All the profits from the sale of items, such as this wine box, go towards paying the students and funding the facility.
Photo by: Devon Jolie
“No one would [apprentice] me,” Stanbury says. “I got a lot of empty promises over the years.” Trades, like wood-work, are traditionally a male-dominated field and as a result, the small woman found herself fighting to be recognized, she says. After numerous “trial periods” of proving her worth, her dreams of apprenticing were repeatedly withheld, she says.
But Stanbury, who exudes a take-no-prisoners spirit, never gave up. And for that, she is finally being rewarded. After 10 years of searching, working and waiting, the single-mom is finally taking an entrance exam at SAIT so she can begin the four-year process of becoming a journeywoman.
“(At the Woodwork Shop), it doesn’t matter what you look like or where you come from, it matters what is in your heart,” she says.
Stanbury says that the woodwork shop is not just a helping hand; it is a push for the students to make something of their lives. She says, “This place needs to exist, it shows kids that there is more to life.”
Success not just measured by talent or skills
When it comes to students like Rhoads and Stanbury, Loszchuk says it doesn’t matter whether they have a future in woodworking or not. The same goes for all the students who enter the doors of the shop.
Loszchuk says, “The number one thing is, is there a need?”

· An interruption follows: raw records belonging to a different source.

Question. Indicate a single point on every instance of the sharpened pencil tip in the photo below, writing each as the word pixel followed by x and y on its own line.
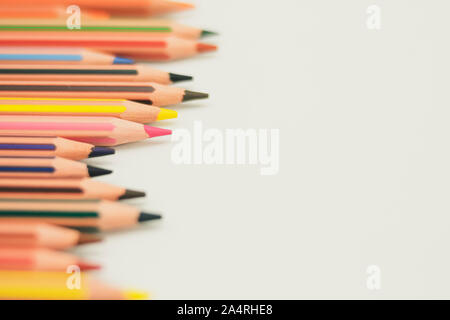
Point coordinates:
pixel 143 217
pixel 193 95
pixel 96 171
pixel 156 132
pixel 130 194
pixel 86 266
pixel 119 60
pixel 179 77
pixel 101 151
pixel 207 33
pixel 88 238
pixel 205 47
pixel 165 114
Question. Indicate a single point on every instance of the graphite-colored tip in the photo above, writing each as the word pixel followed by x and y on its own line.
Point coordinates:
pixel 179 77
pixel 193 95
pixel 132 294
pixel 156 132
pixel 180 6
pixel 88 238
pixel 86 266
pixel 165 114
pixel 207 33
pixel 101 151
pixel 119 60
pixel 143 217
pixel 96 171
pixel 205 47
pixel 130 194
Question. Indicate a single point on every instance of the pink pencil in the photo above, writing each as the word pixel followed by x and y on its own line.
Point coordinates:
pixel 100 131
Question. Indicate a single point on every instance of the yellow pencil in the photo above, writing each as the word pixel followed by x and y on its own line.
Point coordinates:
pixel 33 285
pixel 117 108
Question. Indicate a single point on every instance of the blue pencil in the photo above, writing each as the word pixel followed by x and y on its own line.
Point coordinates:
pixel 21 55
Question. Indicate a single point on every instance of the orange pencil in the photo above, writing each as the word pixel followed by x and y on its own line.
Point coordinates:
pixel 128 27
pixel 49 167
pixel 102 131
pixel 144 47
pixel 118 108
pixel 63 189
pixel 156 94
pixel 93 215
pixel 126 8
pixel 123 73
pixel 43 285
pixel 11 146
pixel 41 235
pixel 39 259
pixel 51 55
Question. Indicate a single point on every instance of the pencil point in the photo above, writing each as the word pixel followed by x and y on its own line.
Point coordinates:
pixel 86 266
pixel 205 47
pixel 101 151
pixel 96 171
pixel 165 114
pixel 135 295
pixel 130 194
pixel 119 60
pixel 192 95
pixel 88 238
pixel 156 132
pixel 179 77
pixel 180 6
pixel 143 217
pixel 207 33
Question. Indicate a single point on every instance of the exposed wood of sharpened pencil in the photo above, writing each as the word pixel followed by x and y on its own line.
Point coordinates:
pixel 99 214
pixel 41 235
pixel 102 131
pixel 105 73
pixel 156 94
pixel 145 47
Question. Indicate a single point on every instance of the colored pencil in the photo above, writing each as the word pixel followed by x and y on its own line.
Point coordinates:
pixel 118 108
pixel 49 55
pixel 39 259
pixel 89 73
pixel 49 167
pixel 47 285
pixel 115 7
pixel 102 131
pixel 95 215
pixel 156 94
pixel 130 27
pixel 41 235
pixel 46 12
pixel 64 189
pixel 11 146
pixel 144 47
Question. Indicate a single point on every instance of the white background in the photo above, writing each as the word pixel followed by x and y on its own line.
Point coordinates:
pixel 364 159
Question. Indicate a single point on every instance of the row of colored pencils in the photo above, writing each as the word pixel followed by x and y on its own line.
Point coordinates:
pixel 69 94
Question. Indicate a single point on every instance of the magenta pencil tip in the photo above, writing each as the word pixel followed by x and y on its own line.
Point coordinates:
pixel 156 132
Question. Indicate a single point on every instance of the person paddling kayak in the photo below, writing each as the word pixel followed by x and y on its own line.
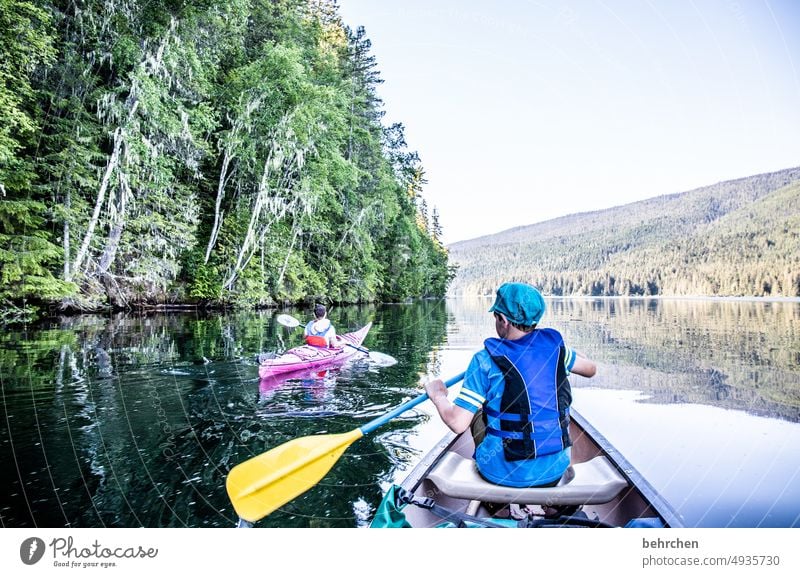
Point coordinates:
pixel 320 332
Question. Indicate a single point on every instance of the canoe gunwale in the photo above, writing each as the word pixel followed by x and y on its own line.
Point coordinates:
pixel 636 482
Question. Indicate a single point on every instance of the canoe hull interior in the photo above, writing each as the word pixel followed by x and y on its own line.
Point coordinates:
pixel 633 498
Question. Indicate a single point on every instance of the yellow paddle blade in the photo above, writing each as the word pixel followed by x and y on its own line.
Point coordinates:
pixel 262 484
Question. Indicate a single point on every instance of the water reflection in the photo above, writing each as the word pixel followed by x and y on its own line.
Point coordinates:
pixel 130 421
pixel 136 420
pixel 742 355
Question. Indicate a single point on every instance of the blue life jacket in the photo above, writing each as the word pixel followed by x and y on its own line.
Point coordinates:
pixel 533 419
pixel 316 338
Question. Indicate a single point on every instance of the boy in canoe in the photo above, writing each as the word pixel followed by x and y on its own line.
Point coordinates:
pixel 519 380
pixel 320 332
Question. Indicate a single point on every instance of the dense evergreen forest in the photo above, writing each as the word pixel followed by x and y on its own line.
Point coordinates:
pixel 202 151
pixel 735 238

Success, says Loszchuk, is seeing a positive change in the person. While the shop teaches students trade skills that will help them secure employment, the most important aspect of the program is that students gain self-confidence and a positive outlook on life, he says.
“It’s so hard to get on that first step, it’s such a high step, but here, we can plant them on that top step.”
The shop has had some proud moments. They have recently been commissioned to do pieces for the new Telus World of Science as well as the Royal Tyrrell Museum, in Drumheller, Alta.